The verdict is in: OpenAI's newest and most capable traditional AI model, GPT-4.5, is big, expensive, and slow, providing marginally better performance than GPT-4o at 30x the cost for input and 15x the cost for output. The new model seems to prove that longstanding rumors of diminishing returns in training unsupervised-learning LLMs were correct and that the so-called "scaling laws" cited by many for years have possibly met their natural end.
An AI expert who requested anonymity told Ars Technica, "GPT-4.5 is a lemon!" when comparing its reported performance to its dramatically increased price, while frequent OpenAI critic Gary Marcus called the release a "nothing burger" in a blog post (though to be fair, Marcus also seems to think most of what OpenAI does is overrated).
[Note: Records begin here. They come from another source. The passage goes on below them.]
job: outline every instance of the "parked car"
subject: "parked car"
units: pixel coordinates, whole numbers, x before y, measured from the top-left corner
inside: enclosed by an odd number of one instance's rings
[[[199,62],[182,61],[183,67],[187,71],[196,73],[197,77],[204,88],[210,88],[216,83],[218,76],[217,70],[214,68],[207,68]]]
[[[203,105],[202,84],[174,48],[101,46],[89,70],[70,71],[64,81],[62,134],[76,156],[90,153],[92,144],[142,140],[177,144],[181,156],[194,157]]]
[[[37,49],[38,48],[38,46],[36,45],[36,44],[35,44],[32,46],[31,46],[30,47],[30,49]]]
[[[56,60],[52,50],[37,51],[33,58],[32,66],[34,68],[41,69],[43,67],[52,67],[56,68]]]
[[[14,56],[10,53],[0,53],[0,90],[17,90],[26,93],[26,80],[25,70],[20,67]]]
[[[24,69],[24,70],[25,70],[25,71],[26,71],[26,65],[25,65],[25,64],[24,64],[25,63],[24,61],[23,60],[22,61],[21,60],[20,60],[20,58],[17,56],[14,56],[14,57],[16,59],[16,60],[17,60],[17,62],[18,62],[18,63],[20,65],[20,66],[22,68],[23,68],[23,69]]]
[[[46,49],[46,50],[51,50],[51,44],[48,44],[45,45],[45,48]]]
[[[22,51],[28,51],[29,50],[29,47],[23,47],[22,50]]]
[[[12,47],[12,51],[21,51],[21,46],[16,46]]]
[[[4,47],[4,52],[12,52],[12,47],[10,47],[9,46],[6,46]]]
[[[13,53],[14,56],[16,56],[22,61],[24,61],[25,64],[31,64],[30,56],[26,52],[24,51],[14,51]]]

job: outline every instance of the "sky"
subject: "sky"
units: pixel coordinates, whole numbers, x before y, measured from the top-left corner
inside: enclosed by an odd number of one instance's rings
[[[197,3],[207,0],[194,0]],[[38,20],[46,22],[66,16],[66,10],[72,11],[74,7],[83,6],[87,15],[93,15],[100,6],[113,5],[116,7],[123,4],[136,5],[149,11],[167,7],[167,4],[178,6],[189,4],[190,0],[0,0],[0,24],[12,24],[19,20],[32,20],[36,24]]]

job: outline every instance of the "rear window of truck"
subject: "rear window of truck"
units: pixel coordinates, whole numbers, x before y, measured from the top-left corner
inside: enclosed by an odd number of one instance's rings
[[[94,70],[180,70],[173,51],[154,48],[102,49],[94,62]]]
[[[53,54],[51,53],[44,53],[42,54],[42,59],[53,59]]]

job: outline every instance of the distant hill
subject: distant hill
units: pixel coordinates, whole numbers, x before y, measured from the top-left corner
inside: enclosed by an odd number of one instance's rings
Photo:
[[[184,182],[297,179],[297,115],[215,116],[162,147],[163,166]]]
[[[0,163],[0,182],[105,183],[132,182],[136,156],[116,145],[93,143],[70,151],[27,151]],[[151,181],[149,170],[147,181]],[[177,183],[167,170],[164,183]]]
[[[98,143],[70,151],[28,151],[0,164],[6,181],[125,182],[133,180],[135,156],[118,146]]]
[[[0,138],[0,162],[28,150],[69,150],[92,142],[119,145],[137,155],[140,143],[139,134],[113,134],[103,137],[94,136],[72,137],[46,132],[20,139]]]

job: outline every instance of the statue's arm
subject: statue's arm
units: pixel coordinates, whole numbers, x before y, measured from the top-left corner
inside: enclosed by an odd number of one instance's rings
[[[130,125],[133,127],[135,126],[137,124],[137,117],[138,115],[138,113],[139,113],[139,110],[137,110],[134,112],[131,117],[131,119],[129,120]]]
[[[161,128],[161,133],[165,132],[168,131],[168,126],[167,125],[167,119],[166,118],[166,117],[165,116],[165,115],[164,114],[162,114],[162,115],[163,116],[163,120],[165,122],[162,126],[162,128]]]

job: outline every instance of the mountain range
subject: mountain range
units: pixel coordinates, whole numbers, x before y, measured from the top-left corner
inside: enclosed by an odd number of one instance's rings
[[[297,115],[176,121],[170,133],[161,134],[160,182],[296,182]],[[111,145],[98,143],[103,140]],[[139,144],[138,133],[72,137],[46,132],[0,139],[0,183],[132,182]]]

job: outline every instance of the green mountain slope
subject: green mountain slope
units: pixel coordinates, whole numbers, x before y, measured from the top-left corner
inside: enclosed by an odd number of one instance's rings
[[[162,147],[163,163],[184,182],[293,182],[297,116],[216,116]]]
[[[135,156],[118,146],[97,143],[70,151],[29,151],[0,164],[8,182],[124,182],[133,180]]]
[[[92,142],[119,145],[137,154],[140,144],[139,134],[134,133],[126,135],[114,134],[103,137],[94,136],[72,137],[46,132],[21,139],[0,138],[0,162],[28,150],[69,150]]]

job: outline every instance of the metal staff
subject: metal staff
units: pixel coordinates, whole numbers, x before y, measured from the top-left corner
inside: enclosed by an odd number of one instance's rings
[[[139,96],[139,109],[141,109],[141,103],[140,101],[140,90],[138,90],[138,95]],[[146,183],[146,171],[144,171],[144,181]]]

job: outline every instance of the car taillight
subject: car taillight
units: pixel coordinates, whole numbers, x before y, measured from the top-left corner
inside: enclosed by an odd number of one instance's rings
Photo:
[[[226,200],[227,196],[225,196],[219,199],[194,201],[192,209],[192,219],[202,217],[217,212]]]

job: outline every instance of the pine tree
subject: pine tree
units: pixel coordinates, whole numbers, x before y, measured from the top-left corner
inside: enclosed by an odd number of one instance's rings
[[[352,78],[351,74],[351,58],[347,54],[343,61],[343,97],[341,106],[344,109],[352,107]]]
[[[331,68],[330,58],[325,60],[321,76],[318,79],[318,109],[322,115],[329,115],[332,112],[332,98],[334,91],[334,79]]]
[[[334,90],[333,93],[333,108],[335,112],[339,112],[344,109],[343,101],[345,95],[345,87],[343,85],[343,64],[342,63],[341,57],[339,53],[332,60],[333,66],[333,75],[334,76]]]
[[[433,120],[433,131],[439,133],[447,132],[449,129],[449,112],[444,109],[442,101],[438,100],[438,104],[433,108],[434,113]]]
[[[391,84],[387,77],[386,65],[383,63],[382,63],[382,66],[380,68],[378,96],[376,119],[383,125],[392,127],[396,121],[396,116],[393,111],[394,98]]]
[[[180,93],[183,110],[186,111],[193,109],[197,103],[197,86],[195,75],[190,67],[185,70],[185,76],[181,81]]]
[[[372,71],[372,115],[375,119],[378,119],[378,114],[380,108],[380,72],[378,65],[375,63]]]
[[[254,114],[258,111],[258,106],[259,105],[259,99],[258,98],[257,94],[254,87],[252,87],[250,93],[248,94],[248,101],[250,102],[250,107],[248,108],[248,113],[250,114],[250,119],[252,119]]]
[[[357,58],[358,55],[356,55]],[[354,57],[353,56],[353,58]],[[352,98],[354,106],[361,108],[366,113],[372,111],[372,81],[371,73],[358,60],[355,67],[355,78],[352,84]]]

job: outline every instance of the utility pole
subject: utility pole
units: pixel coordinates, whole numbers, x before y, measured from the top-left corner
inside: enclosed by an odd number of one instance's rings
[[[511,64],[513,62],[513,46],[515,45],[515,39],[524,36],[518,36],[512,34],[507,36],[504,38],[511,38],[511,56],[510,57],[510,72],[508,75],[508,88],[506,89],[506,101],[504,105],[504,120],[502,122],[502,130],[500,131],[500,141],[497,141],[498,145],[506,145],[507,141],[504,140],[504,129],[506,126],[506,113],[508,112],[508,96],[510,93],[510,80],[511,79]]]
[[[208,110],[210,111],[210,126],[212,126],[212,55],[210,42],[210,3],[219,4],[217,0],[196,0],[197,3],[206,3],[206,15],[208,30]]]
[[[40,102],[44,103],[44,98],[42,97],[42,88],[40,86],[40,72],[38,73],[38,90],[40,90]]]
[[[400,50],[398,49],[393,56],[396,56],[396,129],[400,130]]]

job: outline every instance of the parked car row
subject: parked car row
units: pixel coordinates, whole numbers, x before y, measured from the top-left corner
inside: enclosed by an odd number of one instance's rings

Former OpenAI researcher Andrej Karpathy wrote on X that GPT-4.5 is better than GPT-4o but in ways that are subtle and difficult to express. "Everything is a little bit better and it's awesome," he wrote, "but also not exactly in ways that are trivial to point to."
OpenAI is well aware of these limitations, and it took steps to soften the potential letdown by framing the launch as a relatively low-key "Research Preview" for ChatGPT Pro users and spelling out the model's limitations in a GPT-4.5 release post published Thursday.
"GPT‑4.5 is a very large and compute-intensive model, making it more expensive than and not a replacement for GPT‑4o," the company wrote. "Because of this, we’re evaluating whether to continue serving it in the API long-term as we balance supporting current capabilities with building future models."
According to OpenAI's own benchmark results, GPT-4.5 scored significantly lower than OpenAI's simulated reasoning models (o1 and o3) on tests like AIME math competitions and GPQA science assessments, with GPT-4.5 scoring just 36.7 percent on AIME compared to o3-mini's 87.3 percent. Additionally, GPT-4.5 costs five times more than o1 and over 68 times more than o3-mini for input processing.